Here are the signs, especially if you suspect a loved one of yours;
- Unable to respond: The person is unable to respond even if you tap him or her so hard on the shoulders. Or if you scream his name, he’s unable to hear you. There’s absolutely no reaction.
- Increased palpitation: the person is either breathing fast, gasping for air, or not breathing at all; then here is time to act.
Act Quickly as it might be a cardiac arrest
If you have tried all means physically, like; slapping, hitting and yelling the person’s name and he or she refuses to respond. Then there is a great tendency he or she is suffering from a cardiac arrest. Here’s what to do at such a moment:
- If people are around you or you’ve got neighbors, please scream for help immediately: Tell someone nearby to call the emergency care line and ask a person or another to bring an AED (automated external defibrillator), and that’s if there’s any presently. Everyone around you, especially YOU would need to be quick in response because time is of the essence at this moment.
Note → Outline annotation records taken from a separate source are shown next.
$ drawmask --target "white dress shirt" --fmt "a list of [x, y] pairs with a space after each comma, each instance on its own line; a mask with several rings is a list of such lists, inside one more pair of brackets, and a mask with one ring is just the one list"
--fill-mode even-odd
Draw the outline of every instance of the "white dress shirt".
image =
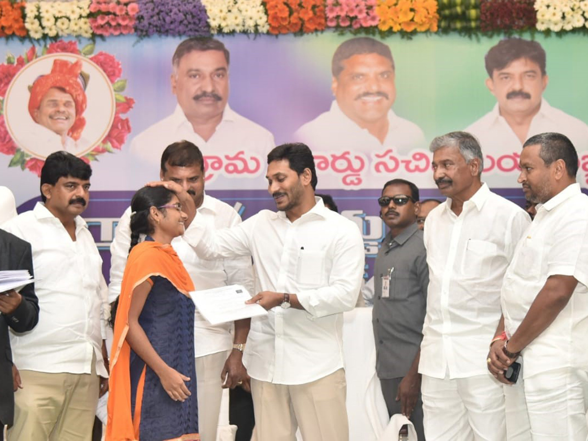
[[[232, 190], [243, 188], [242, 185], [245, 185], [248, 186], [245, 188], [256, 189], [262, 178], [264, 185], [267, 184], [263, 173], [268, 153], [275, 146], [273, 135], [233, 111], [228, 104], [223, 112], [222, 121], [208, 141], [194, 131], [182, 108], [178, 105], [173, 113], [135, 136], [131, 143], [131, 151], [141, 159], [159, 165], [165, 148], [182, 139], [193, 143], [202, 152], [209, 165], [207, 182], [213, 183], [214, 188]], [[234, 156], [240, 151], [244, 152], [242, 157], [246, 161], [250, 169], [259, 169], [255, 173], [235, 173], [226, 168], [230, 162], [226, 156]], [[239, 161], [233, 162], [239, 167], [242, 165]], [[220, 169], [217, 168], [221, 163]], [[254, 176], [259, 179], [252, 179]]]
[[[512, 169], [510, 172], [501, 171], [496, 163], [492, 170], [488, 169], [493, 161], [486, 158], [486, 156], [497, 161], [503, 155], [520, 155], [523, 149], [523, 143], [505, 118], [500, 115], [498, 103], [490, 112], [467, 127], [465, 131], [473, 135], [480, 142], [485, 158], [484, 178], [488, 184], [492, 187], [516, 185], [520, 172], [516, 166], [518, 156], [516, 161], [507, 159], [501, 161], [503, 169]], [[531, 121], [526, 138], [529, 139], [534, 135], [545, 132], [557, 132], [565, 135], [570, 138], [580, 158], [582, 152], [588, 153], [588, 125], [559, 109], [552, 107], [547, 101], [542, 99], [539, 112]], [[509, 176], [509, 181], [511, 181], [512, 185], [505, 185], [505, 174]]]
[[550, 276], [578, 281], [567, 305], [522, 352], [524, 377], [561, 368], [588, 370], [588, 196], [572, 184], [544, 204], [517, 244], [501, 295], [512, 336]]
[[[215, 229], [233, 226], [241, 222], [241, 218], [232, 206], [208, 195], [205, 195], [202, 205], [198, 209], [198, 217], [209, 228]], [[116, 226], [114, 240], [111, 244], [111, 283], [108, 287], [108, 300], [111, 302], [121, 293], [121, 283], [131, 246], [130, 222], [131, 207], [129, 207]], [[216, 260], [201, 259], [182, 237], [175, 238], [172, 241], [172, 246], [190, 275], [196, 290], [239, 283], [254, 295], [250, 258]], [[194, 318], [195, 356], [202, 357], [230, 350], [233, 345], [232, 325], [232, 322], [211, 325], [196, 309]]]
[[32, 211], [2, 225], [31, 244], [40, 310], [35, 329], [11, 333], [12, 359], [19, 369], [90, 373], [93, 354], [96, 373], [106, 377], [102, 260], [86, 222], [79, 216], [75, 222], [74, 241], [61, 222], [37, 202]]
[[500, 319], [500, 288], [531, 219], [486, 183], [463, 203], [451, 199], [425, 220], [429, 283], [419, 372], [443, 379], [487, 373], [488, 345]]
[[206, 258], [252, 256], [256, 292], [296, 294], [305, 310], [279, 306], [253, 318], [243, 355], [252, 377], [309, 383], [343, 367], [343, 312], [355, 306], [365, 252], [357, 226], [322, 200], [293, 222], [262, 210], [216, 231], [196, 216], [184, 237]]

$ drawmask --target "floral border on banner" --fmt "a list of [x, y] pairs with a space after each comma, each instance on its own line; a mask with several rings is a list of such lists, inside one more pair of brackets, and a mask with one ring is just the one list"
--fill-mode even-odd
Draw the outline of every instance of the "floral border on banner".
[[35, 46], [31, 46], [24, 55], [19, 55], [16, 58], [9, 53], [6, 55], [6, 62], [0, 64], [0, 153], [12, 155], [9, 167], [20, 167], [22, 170], [26, 168], [40, 175], [41, 169], [45, 163], [44, 160], [34, 158], [20, 149], [11, 137], [4, 122], [4, 99], [8, 85], [16, 73], [25, 65], [47, 54], [66, 52], [85, 56], [104, 71], [112, 84], [116, 102], [112, 125], [101, 143], [81, 158], [89, 163], [91, 161], [97, 161], [98, 156], [102, 153], [107, 152], [113, 153], [115, 150], [122, 148], [127, 136], [131, 133], [131, 123], [128, 118], [122, 118], [121, 115], [133, 108], [135, 100], [130, 96], [122, 95], [121, 92], [126, 88], [126, 80], [120, 79], [122, 74], [121, 62], [113, 56], [105, 52], [101, 51], [94, 54], [94, 49], [92, 43], [80, 49], [75, 41], [60, 40], [51, 43], [48, 46], [44, 46], [40, 55], [37, 54], [37, 48]]

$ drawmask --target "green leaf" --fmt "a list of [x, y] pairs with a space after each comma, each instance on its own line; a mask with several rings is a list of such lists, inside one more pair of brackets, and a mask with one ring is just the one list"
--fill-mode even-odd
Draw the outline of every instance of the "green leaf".
[[119, 79], [112, 85], [115, 92], [122, 92], [126, 89], [126, 80]]
[[12, 159], [10, 160], [10, 163], [8, 164], [9, 167], [17, 167], [18, 166], [20, 166], [23, 170], [25, 169], [25, 152], [20, 149], [16, 149], [16, 152], [14, 153], [14, 156], [12, 156]]
[[85, 56], [89, 56], [94, 53], [95, 49], [96, 49], [96, 45], [93, 43], [88, 43], [82, 48], [82, 55]]

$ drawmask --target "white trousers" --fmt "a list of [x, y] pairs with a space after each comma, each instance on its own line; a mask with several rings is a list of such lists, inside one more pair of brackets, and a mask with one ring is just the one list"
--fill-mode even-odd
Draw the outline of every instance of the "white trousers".
[[223, 350], [196, 358], [198, 429], [202, 441], [216, 441], [222, 397], [220, 373], [229, 353]]
[[526, 378], [533, 441], [586, 441], [588, 372], [571, 368]]
[[427, 441], [505, 441], [502, 383], [488, 373], [450, 380], [423, 375]]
And if you’re alone and suspect the person you’re with has signs of cardiac arrest, then you’ll have to call the emergency care unit at once and get an AED if you have one at the moment.
- Observe rhythmic breathing: if the person is either gasping or not breathing at all, then administer a CPR quickly.
- Use an AED NOW: use this device as soon as it arrives. Turn it on and follow the instructions.
- Give a quick CPR: place your palm above each other (make sure both palms are together in the form of a fist) on his or her chest and push down at least 2 inches at a rate of 101 to 121 pushes a minute or two. Make sure is in the center of the chest and allow the chest to come back to its normal position after each soft press.
- Don’t give up, PLEASE: Continue with the CPR, until you see the person either move or breathe again or until a person with more advanced knowledge or training takes over from you, for example, an emergency response team member or EMS team member.
Here’s why you should learn CPR
There is a high call for people to learn CPR, and that’s because the survival rates for victims with cardiac arrest is still worryingly low.
It is estimated that less than one in ten people survive a cardiac arrest, this is a shock to all medical personnel. You may want to ask why? Here’s why, the solution to this surprisingly sudden problem, is at the same time surprisingly easy. And that’s simply applying a simple CPR on the victim.
Every minute that passes by without the application of CPR can reduce the victim’s chance of ever surviving a cardiac arrest by around 10%.
So in essence, if CPR is taught to people, it could help save hundreds, even thousands of lives annually.
“We wish all young men and women feel confident and willing to help when faced with a first aid emergency, “said Joe Mulligan, head of first aid education at the British Red Cross.
Learning First Aid treatment of Cardiac Arrest
First of all, you have to know that learning first aid definitely helps to increase a person’s confidence, and we believe it’s a life skill and a necessity that everyone should have or apply.
Now it comes down to you the reader, you should have the opportunity to learn first aid throughout your life, if fortunately, beginning from your school, so that generations of people can be equipped with the skill or training they need to help when there is a need for a quick response or in an emergency.
There’s a lot of free teaching resources on paper and online, not to forget workshops; if you wish to make it practical. Most of these workshops are designed to give young people the confidence, willingness, and the skill to act in times of emergency.
According to Sir Bruce Keogh, the medical director for NHS, England. He said, “When one in five people witness someone fainting and who clearly needs CPR. The majority of people have no idea what to do at such a moment.”
This shows that teaching CPR to school children equips them with the needed knowledge, that’ll help them to act in times of need. It breeds confident youngsters in the society, also allowing them to be the hero for the moment. And that can be thrilling to them.
To sum it all up, there needs to be mandatory training for all young and old people. Mostly, in the skill of administering CPR to victims of cardiac arrest. This surely would improve the rate of survival.